Does the FDA recognize it?
I would like to have my facility accredited.
Thank you
Mark Freeman
From: owner-seafood@ucdavis.edu [mailto:owner-seafood@ucdavis.edu] On
Behalf Of Vanessa Broadnax
Sent: Friday, April 18, 2008 6:25 PM
To: Howard.Tenen@quirchfoods.com
Cc: seafood@ucdavis.edu
Subject: RE: Smoked Lox Pathogen Control
Howard:
It was previously discussed that a clarification was needed in regard to
storage or process being the issue.
Apparently, you missed that email. I do not process, so my only concern is
storage.
For your edification, I direct a HACCP accredited facility; and do so very
well.
My educational background and work experience have prepared me to properly
run our operation.
Thank you for all of your tips; however they are presumptive and solicited
by me.
No need to reply.
Regards,
Vanessa C.Broadnax, MS,Tech.Mgmt.CQA,CMQOE
HACCP Manager
Baldor Specialty Foods Inc.
511 Barry Street
Bronx, New York 10474
Telephone: 718.304.4536
Fax: 718.328.9944
Committed To Food Safety
From: Howard.Tenen@quirchfoods.com [mailto:Howard.Tenen@quirchfoods.com]

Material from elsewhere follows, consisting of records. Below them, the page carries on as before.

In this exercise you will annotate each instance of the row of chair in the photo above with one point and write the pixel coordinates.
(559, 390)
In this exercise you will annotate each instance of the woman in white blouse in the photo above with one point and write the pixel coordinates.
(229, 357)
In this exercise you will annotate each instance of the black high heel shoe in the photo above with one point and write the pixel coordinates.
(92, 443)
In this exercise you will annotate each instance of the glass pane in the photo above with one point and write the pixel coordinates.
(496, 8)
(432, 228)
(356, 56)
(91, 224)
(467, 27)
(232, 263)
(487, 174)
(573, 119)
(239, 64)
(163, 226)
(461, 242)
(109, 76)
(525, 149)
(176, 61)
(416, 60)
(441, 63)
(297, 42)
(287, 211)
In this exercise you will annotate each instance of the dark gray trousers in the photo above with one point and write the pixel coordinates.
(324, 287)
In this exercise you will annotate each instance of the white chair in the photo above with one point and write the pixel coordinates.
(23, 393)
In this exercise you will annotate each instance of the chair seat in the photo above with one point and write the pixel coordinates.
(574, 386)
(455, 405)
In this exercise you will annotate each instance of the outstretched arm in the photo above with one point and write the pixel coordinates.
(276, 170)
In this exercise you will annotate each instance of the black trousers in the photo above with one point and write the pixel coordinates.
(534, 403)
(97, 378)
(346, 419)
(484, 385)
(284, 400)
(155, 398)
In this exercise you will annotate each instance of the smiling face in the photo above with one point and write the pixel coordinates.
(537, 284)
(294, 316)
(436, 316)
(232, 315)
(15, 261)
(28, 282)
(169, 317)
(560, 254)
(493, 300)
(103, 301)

Sent: Friday, April 18, 2008 11:02 AM
To: Vanessa Broadnax
Cc: seafood@ucdavis.edu
Subject: Fw: Smoked Lox Pathogen Control
Howard Tenen/Quirch
04/18/2008 07:03 AM
To
"David Doble" <DDoble@pacseafood.com>
cc
Subject
RE: Smoked Lox Pathogen ControlLink
Vanessa,
David is right. C.Bot does not come into effect in this process. Listeria
is the only issue. In your clean down process, You should be using a
Quaternary Sanitizer on all food contact surfaces, this inhibits the
growth of L. Monocytogenes. You should have as part of your HACCP Plan, or
in you SSOP a written procedure for Listeria reduction either by and
approved additive to the smoking process or at the minimum, in your clean
down.As far as your product in the cold smoke process, I understand that
here are a few companies using a LACTIC Bacteria or a Strain of C.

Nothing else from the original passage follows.